С помощью этого конвеера нашлось 555 записей с каталитической активностью. Что попадает в интервал двух предыдущих поисков и основываясь на выше приведенных рассуждениях, возможно, дает более релевантные данные (в идеале конечно еще учитывать в СС пункт SUBUNIT и для субъединиц одного фремента считать CATALYTIC ACTIVITY один раз, но я пока не придумал скрипт). Кстати, если в расширенном поиске выбрать Catalytic ativity получаются идентичные результаты, вероятно, он тоже операется на строку CC

Продолжение анализа протеома

В своем миниобзоре по бактерии Nitrosomonas eutropha C91 я упоминал ее устойчивость к тяжелым металлам, что предположительно позволяет использовать эту бактерию в биоремидации. В данном практикуме я решил подробнее изучить данный вопроc. Основываясь на протеоме понять, к каким металлам присутсвует устойчивость и какие белки отвечают за это. Выбор белковых записей основывается на наличие в поле KW фраз 'Metal-binding' и 'resistance'. Существуют разные способы противодействия токсичности тяжелых металлов, в частности связывание с ними определенных белков и нейтрализация их токсичности, так что фразы приведенные выше должны встречаться. Скрипт написан на Python и лежит в файле cod.py, вывод подается в два файла: filtered.txt и ids.txt

#! /usr/bin/env python

import gzip
input_file = "UP000001416.swiss.gz"
output_file = "filtered.txt"
id_file = "ids.txt"

with gzip.open("UP000001416.swiss.gz", "rt", encoding="utf-8") as file:
 content = []
 filtered = []
 name = []
 line = file.readline()
 while line:
     content.append(line)
     line = file.readline()
 part = "".join(content).split("//\n")
 for entry in part:
    lines = entry.splitlines()
    kw_lines = [line for line in lines if line.startswith("KW")]
    kw_text = " ".join(kw_lines).lower()
    if "metal-binding" in kw_text and "resistance" in kw_text:
        filtered.append(entry.strip() + "\n//")
        for line in lines:
            if line.startswith("ID"):
                parts = line.split()
                if len(parts) > 1:
                    name.append(parts[1])

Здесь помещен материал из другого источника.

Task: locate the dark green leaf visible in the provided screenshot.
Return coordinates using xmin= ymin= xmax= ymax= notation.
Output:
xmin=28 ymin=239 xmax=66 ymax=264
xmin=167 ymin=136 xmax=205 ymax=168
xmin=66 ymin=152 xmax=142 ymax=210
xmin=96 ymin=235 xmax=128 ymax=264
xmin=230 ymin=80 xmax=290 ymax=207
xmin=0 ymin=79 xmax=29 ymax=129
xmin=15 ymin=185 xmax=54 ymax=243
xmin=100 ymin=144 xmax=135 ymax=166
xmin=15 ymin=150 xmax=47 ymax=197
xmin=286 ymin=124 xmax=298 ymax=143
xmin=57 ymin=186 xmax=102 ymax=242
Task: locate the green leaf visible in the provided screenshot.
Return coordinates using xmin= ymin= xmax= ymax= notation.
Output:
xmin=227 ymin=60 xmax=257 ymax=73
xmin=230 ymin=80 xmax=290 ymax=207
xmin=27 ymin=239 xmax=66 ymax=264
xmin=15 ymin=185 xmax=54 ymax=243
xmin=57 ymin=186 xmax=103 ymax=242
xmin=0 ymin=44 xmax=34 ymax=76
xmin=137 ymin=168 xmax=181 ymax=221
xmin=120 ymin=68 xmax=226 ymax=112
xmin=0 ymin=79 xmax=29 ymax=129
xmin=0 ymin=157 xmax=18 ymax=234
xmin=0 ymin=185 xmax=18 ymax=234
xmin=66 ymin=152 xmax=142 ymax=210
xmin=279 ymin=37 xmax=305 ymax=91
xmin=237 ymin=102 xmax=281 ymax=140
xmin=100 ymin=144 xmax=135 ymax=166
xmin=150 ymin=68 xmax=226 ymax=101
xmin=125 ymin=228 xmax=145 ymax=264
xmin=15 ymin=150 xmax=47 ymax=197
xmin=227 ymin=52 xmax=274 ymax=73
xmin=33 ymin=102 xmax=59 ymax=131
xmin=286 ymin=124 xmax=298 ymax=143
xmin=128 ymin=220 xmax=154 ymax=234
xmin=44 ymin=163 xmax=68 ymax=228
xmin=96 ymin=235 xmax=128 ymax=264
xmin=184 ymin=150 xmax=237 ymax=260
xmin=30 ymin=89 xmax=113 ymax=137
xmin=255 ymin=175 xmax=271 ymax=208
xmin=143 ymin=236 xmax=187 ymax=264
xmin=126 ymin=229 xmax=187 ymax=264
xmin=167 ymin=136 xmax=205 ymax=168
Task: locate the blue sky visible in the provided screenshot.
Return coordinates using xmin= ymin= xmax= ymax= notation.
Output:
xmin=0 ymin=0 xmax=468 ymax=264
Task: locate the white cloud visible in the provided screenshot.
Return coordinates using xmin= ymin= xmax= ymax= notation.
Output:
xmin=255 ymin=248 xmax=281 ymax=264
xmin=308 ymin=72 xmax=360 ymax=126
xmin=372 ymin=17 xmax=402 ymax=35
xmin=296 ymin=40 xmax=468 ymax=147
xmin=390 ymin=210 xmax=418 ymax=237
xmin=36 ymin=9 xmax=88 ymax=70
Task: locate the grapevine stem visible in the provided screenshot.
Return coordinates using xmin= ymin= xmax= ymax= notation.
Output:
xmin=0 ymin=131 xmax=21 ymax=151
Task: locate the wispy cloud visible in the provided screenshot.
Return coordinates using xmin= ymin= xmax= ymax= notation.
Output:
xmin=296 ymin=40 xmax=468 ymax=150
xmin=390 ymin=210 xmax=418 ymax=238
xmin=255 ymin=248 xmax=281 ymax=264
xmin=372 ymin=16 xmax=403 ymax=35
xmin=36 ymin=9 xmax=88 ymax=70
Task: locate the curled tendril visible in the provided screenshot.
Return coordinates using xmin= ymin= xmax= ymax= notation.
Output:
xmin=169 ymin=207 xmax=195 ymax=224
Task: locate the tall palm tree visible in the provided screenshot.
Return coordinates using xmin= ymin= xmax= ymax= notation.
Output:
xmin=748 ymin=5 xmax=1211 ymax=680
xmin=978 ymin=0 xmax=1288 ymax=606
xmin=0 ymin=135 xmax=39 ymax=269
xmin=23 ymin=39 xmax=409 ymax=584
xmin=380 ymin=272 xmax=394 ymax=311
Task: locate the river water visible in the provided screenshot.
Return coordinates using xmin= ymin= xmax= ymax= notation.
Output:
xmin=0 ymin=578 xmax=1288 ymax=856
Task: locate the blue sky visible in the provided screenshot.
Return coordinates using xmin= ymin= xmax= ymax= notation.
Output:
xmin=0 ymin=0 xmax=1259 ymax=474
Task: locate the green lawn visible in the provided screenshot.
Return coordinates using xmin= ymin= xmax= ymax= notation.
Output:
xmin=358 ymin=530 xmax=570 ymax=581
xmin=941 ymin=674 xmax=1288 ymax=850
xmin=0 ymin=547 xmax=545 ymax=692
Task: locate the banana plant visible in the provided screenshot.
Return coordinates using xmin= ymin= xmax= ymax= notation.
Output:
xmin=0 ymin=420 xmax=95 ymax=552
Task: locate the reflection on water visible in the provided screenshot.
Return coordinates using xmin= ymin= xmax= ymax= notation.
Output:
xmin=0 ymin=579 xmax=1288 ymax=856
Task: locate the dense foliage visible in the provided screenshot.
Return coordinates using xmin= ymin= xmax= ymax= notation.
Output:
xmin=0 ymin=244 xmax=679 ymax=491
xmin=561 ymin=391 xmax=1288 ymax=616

with open(output_file, "w", encoding="utf-8") as file:
    file.write("\n".join(filtered))
with open(id_file, "w", encoding="utf-8") as file:
    file.write("\n".join(name))
Из полученных записей можно узнать, что белки связывают летучую Hg(2+), превращая ее в нелетучую Hg(0), что, действительно, может играть роль в биоремидации.